Method: This paper presents the first systematic evaluation of Intel Trust Domain Extensions (TDX), a trusted execution environment (TEE), for lightweight LLMs. We propose a synergistic optimization combining knowledge distillation and 4-/8-bit quantization, and conduct comparative experiments across CPU-only, CPU-GPU, and TEE platforms.

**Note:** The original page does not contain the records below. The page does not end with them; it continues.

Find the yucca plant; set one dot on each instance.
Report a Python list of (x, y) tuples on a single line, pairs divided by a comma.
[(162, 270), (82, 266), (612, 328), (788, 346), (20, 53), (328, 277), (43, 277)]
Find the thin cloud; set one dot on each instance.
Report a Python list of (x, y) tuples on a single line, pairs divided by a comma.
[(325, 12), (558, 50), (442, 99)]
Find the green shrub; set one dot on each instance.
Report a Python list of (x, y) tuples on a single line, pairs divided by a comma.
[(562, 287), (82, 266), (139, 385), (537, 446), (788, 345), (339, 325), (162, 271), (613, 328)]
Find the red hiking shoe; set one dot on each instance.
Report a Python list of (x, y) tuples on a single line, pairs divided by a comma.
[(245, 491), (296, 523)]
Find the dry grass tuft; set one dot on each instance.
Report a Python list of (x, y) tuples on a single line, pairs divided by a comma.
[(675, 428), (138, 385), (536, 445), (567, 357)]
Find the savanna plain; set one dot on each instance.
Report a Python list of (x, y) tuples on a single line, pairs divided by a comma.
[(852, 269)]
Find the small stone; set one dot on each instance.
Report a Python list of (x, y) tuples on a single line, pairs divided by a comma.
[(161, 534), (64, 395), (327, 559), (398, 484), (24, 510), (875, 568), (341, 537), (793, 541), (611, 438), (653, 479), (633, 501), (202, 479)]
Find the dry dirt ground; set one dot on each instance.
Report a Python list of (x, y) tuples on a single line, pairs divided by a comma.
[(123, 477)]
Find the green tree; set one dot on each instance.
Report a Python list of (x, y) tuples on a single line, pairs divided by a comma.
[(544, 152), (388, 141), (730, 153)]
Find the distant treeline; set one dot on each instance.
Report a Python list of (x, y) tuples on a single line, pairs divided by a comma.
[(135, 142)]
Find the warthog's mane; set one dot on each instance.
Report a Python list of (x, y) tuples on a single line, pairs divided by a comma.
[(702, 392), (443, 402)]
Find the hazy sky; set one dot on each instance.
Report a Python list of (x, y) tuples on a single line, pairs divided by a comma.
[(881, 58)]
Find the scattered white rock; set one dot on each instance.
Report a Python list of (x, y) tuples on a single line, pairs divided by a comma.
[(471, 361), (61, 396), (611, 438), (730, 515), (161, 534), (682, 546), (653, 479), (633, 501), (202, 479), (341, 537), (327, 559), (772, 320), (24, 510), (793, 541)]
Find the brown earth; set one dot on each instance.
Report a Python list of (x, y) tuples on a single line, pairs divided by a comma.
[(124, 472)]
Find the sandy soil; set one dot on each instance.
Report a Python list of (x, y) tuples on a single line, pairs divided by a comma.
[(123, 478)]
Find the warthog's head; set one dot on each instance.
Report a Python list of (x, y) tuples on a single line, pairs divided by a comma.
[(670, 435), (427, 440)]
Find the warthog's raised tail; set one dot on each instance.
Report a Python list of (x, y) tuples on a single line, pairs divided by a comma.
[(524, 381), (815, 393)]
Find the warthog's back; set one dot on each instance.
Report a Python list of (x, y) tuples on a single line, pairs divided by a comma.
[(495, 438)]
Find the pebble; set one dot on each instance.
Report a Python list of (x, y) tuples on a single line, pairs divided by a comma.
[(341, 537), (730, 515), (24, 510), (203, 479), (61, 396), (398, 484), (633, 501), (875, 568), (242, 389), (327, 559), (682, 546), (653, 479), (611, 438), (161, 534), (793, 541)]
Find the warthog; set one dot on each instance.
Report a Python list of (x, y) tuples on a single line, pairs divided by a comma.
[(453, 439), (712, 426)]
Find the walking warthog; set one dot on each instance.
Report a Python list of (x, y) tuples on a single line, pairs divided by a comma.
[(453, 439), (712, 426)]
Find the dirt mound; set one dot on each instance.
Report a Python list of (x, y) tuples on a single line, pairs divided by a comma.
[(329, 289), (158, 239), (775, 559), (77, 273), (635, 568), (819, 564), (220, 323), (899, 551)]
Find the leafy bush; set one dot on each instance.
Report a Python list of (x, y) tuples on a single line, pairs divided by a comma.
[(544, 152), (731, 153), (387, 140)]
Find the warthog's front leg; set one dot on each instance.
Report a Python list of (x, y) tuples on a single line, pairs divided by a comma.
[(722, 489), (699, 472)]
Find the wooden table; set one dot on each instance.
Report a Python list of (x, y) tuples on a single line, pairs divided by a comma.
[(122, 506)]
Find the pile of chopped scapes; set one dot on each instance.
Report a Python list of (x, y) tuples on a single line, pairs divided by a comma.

Contribution/Results: Distilled models (e.g., DeepSeek) achieve significantly lower inference latency in TDX than on CPU-only systems; post-quantization, throughput improves up to 3× while preserving accuracy on SoC design tasks. Our work demonstrates the feasibility of efficient and secure deployment of lightweight LLMs in semiconductor CAD workflows, establishing a reproducible technical pathway and empirical foundation for confidential AI in hardware design.
📝 Abstract
Large Language Models (LLMs) are increasingly used in circuit design tasks and have typically undergone multiple rounds of training. Both the trained models and their associated training data are considered confidential intellectual property (IP) and must be protected from exposure. Confidential Computing offers a promising solution to protect data and models through Trusted Execution Environments (TEEs). However, existing TEE implementations are not designed to support the resource-intensive nature of LLMs efficiently. In this work, we first present a comprehensive evaluation of the LLMs within a TEE-enabled confidential computing environment, specifically utilizing Intel Trust Domain Extensions (TDX). We constructed experiments on three environments: TEE-based, CPU-only, and CPU-GPU hybrid implementations, and evaluated their performance in terms of tokens per second.
Our first observation is that distilled models, i.e., DeepSeek, surpass other models in performance due to their smaller parameters, making them suitable for resource-constrained devices. Also, in the quantized models such as 4-bit quantization (Q4) and 8-bit quantization (Q8), we observed a performance gain of up to 3x compared to FP16 models. Our findings indicate that for fewer parameter sets, such as DeepSeek-r1-1.5B, the TDX implementation outperforms the CPU version in executing computations within a secure environment. We further validate the results using a testbench designed for SoC design tasks. These validations demonstrate the potential of efficiently deploying lightweight LLMs on resource-constrained systems for semiconductor CAD applications.